Before we get into things, let’s discuss why we’re migrating. After all, aren’t we happy with our current database provider (SingleStore)? Yes, but we were on their “old” managed service (“Cluster”). The new managed service (“Cloud”) was actively developed, and we’d been advised to move there. In addition, it also meant we’d get a new layer of data redundancy for free because all local disk operations would be synced to S3 (I have no idea how this works, don’t even ask, but I love it).
And the final WHY to address… Why on earth are we doing this ourselves? And that’s a great question. The SingleStore support team had offered to perform the migration, but they told us it would mean multiple hours of downtime. This wasn’t acceptable to us. After all, we have all of our data in a single database cluster, so it would mean our entire application would be offline, which meant analytics would not be collected for customers. At that moment, we knew we’d have to do the migration ourselves.
I always try to manage my psychology at the start of a migration. I don’t want to feel too nervous or too confident, I want to be right in the middle of those feelings. Of course, you need confidence to handle things like this, but you want a healthy amount of nerves so you don’t let experience and ego cause you to overlook something important.
This migration differs from the migrations I’ve done before, where I’ve been dealing with hundreds of millions of rows. I was dealing with billions this time, and it would be a whole different game.

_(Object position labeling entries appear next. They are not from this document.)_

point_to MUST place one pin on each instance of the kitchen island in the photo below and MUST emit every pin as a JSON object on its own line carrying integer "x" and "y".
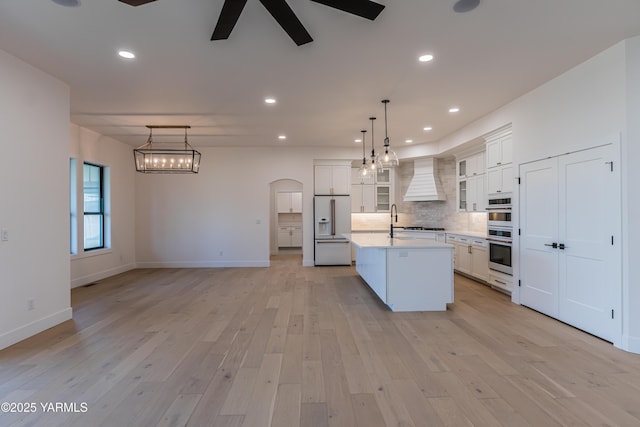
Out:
{"x": 407, "y": 274}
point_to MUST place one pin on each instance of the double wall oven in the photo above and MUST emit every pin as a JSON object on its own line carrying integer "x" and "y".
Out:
{"x": 500, "y": 233}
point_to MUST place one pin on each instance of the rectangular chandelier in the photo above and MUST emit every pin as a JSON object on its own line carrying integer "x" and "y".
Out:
{"x": 167, "y": 157}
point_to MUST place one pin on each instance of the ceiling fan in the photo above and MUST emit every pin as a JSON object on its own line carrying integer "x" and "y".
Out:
{"x": 280, "y": 10}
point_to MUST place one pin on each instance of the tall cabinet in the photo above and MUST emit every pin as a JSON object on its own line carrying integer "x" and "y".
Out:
{"x": 570, "y": 243}
{"x": 499, "y": 167}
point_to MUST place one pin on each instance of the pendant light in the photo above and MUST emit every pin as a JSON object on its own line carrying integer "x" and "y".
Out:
{"x": 390, "y": 158}
{"x": 363, "y": 169}
{"x": 167, "y": 158}
{"x": 375, "y": 162}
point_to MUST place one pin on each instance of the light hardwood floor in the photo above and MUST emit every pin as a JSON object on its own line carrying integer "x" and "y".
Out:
{"x": 298, "y": 346}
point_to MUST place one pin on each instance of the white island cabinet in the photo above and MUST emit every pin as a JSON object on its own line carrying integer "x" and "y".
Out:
{"x": 407, "y": 274}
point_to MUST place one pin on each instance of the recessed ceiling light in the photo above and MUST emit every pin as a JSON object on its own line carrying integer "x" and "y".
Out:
{"x": 68, "y": 3}
{"x": 463, "y": 6}
{"x": 126, "y": 54}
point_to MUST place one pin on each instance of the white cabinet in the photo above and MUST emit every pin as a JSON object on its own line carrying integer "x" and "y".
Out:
{"x": 383, "y": 198}
{"x": 296, "y": 236}
{"x": 362, "y": 198}
{"x": 500, "y": 179}
{"x": 499, "y": 151}
{"x": 471, "y": 256}
{"x": 332, "y": 179}
{"x": 372, "y": 192}
{"x": 471, "y": 190}
{"x": 289, "y": 202}
{"x": 471, "y": 165}
{"x": 501, "y": 281}
{"x": 569, "y": 243}
{"x": 499, "y": 167}
{"x": 358, "y": 178}
{"x": 471, "y": 194}
{"x": 290, "y": 236}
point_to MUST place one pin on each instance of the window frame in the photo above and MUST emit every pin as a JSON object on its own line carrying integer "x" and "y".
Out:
{"x": 100, "y": 213}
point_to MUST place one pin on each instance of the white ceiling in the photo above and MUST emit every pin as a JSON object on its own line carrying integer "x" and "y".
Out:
{"x": 327, "y": 89}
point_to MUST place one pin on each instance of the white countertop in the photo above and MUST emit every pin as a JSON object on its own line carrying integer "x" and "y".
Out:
{"x": 482, "y": 235}
{"x": 382, "y": 240}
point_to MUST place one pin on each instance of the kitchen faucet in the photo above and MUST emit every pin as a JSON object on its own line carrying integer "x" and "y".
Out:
{"x": 392, "y": 218}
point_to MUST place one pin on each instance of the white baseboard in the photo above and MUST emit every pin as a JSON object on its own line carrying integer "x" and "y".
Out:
{"x": 35, "y": 327}
{"x": 630, "y": 344}
{"x": 203, "y": 264}
{"x": 85, "y": 280}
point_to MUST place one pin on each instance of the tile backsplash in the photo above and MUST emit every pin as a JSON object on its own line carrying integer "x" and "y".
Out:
{"x": 427, "y": 214}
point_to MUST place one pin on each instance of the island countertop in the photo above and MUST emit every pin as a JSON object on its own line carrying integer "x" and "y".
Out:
{"x": 407, "y": 273}
{"x": 382, "y": 240}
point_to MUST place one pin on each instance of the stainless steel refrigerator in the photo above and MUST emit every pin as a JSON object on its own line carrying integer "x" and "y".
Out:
{"x": 332, "y": 219}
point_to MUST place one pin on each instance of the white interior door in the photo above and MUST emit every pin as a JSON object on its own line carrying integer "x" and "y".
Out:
{"x": 589, "y": 206}
{"x": 539, "y": 231}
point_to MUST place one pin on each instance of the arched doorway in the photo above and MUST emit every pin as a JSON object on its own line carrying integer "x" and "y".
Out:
{"x": 286, "y": 219}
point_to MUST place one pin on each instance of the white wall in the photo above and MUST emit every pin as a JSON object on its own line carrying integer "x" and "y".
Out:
{"x": 89, "y": 146}
{"x": 211, "y": 219}
{"x": 631, "y": 199}
{"x": 34, "y": 200}
{"x": 595, "y": 103}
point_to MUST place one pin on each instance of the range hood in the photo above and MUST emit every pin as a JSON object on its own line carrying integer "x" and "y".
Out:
{"x": 425, "y": 185}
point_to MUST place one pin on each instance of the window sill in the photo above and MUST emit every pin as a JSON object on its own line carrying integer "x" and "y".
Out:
{"x": 89, "y": 254}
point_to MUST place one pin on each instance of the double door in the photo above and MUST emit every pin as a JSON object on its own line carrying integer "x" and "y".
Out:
{"x": 570, "y": 266}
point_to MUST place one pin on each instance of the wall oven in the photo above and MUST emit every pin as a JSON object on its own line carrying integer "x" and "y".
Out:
{"x": 500, "y": 241}
{"x": 499, "y": 211}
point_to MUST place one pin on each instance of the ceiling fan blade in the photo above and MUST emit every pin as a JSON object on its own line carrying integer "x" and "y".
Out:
{"x": 136, "y": 2}
{"x": 363, "y": 8}
{"x": 288, "y": 20}
{"x": 231, "y": 10}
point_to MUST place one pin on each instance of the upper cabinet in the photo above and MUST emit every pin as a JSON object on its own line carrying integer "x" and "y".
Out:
{"x": 373, "y": 192}
{"x": 471, "y": 190}
{"x": 332, "y": 179}
{"x": 289, "y": 202}
{"x": 499, "y": 151}
{"x": 499, "y": 157}
{"x": 471, "y": 165}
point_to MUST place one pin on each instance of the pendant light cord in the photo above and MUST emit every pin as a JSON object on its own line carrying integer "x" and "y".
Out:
{"x": 386, "y": 136}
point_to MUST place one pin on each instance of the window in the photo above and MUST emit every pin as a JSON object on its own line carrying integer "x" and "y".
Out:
{"x": 93, "y": 191}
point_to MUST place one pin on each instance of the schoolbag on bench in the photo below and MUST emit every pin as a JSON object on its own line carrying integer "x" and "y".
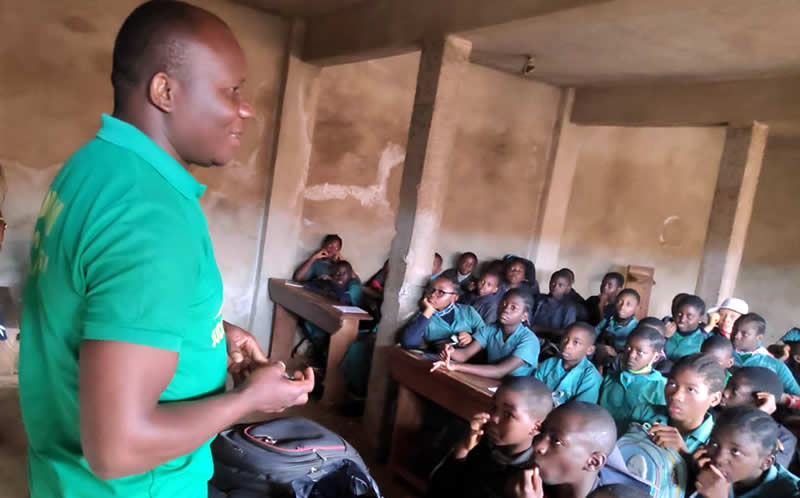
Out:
{"x": 661, "y": 468}
{"x": 290, "y": 457}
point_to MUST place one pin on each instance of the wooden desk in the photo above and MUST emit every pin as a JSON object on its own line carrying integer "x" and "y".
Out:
{"x": 460, "y": 393}
{"x": 291, "y": 302}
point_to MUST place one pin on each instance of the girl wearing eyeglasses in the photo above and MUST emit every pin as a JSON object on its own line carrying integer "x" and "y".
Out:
{"x": 441, "y": 318}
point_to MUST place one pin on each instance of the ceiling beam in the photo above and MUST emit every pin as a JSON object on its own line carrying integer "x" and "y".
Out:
{"x": 689, "y": 104}
{"x": 380, "y": 28}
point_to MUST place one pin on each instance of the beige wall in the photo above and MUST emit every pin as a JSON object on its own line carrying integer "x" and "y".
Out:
{"x": 499, "y": 166}
{"x": 357, "y": 158}
{"x": 58, "y": 61}
{"x": 769, "y": 278}
{"x": 641, "y": 196}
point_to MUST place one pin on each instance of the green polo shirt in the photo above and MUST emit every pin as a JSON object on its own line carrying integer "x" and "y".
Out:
{"x": 121, "y": 252}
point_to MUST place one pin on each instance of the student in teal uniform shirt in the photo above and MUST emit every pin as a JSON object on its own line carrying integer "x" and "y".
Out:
{"x": 572, "y": 375}
{"x": 748, "y": 332}
{"x": 636, "y": 383}
{"x": 694, "y": 387}
{"x": 512, "y": 348}
{"x": 613, "y": 331}
{"x": 739, "y": 459}
{"x": 688, "y": 337}
{"x": 319, "y": 263}
{"x": 441, "y": 318}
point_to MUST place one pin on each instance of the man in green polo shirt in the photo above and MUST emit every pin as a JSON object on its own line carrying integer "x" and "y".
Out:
{"x": 125, "y": 352}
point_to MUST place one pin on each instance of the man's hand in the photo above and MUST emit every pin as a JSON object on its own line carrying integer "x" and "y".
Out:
{"x": 243, "y": 352}
{"x": 475, "y": 433}
{"x": 711, "y": 483}
{"x": 271, "y": 390}
{"x": 526, "y": 484}
{"x": 667, "y": 436}
{"x": 464, "y": 338}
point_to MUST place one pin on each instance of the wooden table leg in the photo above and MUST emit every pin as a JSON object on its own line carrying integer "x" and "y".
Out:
{"x": 335, "y": 384}
{"x": 284, "y": 329}
{"x": 407, "y": 423}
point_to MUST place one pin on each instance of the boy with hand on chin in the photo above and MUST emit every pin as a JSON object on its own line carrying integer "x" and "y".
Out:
{"x": 498, "y": 445}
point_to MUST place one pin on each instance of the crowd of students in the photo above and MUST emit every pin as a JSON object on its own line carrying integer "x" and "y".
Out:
{"x": 578, "y": 374}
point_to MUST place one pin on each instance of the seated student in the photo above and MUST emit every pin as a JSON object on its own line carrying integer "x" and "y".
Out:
{"x": 721, "y": 349}
{"x": 669, "y": 320}
{"x": 519, "y": 273}
{"x": 694, "y": 386}
{"x": 441, "y": 318}
{"x": 636, "y": 383}
{"x": 603, "y": 305}
{"x": 498, "y": 445}
{"x": 437, "y": 265}
{"x": 759, "y": 387}
{"x": 486, "y": 296}
{"x": 573, "y": 454}
{"x": 748, "y": 332}
{"x": 618, "y": 491}
{"x": 553, "y": 312}
{"x": 688, "y": 337}
{"x": 613, "y": 331}
{"x": 320, "y": 262}
{"x": 721, "y": 318}
{"x": 512, "y": 348}
{"x": 462, "y": 273}
{"x": 572, "y": 376}
{"x": 739, "y": 459}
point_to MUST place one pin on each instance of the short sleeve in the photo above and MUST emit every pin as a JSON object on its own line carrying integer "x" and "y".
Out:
{"x": 482, "y": 335}
{"x": 139, "y": 265}
{"x": 475, "y": 320}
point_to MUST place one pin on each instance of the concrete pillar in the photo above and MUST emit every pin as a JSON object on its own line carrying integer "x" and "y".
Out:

I would only succeed with this migration if I broke it into small parts. If I tried to view this migration as a “whole piece of work,” I would never complete it. And please don’t get it twisted; I hit walls when planning the migration, I’m human, but I also know that the way to break through the wall is to always aim for smaller wins
As I began to think about the database migration, my brain felt like a clean slate. This was both a good feeling and a frustrating one. I needed to complete the whole migration within seven days and had yet to make a plan. So I read a previous migration blog post for inspiration. And fortunately for me, the author had shared his code and notes, and I was going to copy that exact process.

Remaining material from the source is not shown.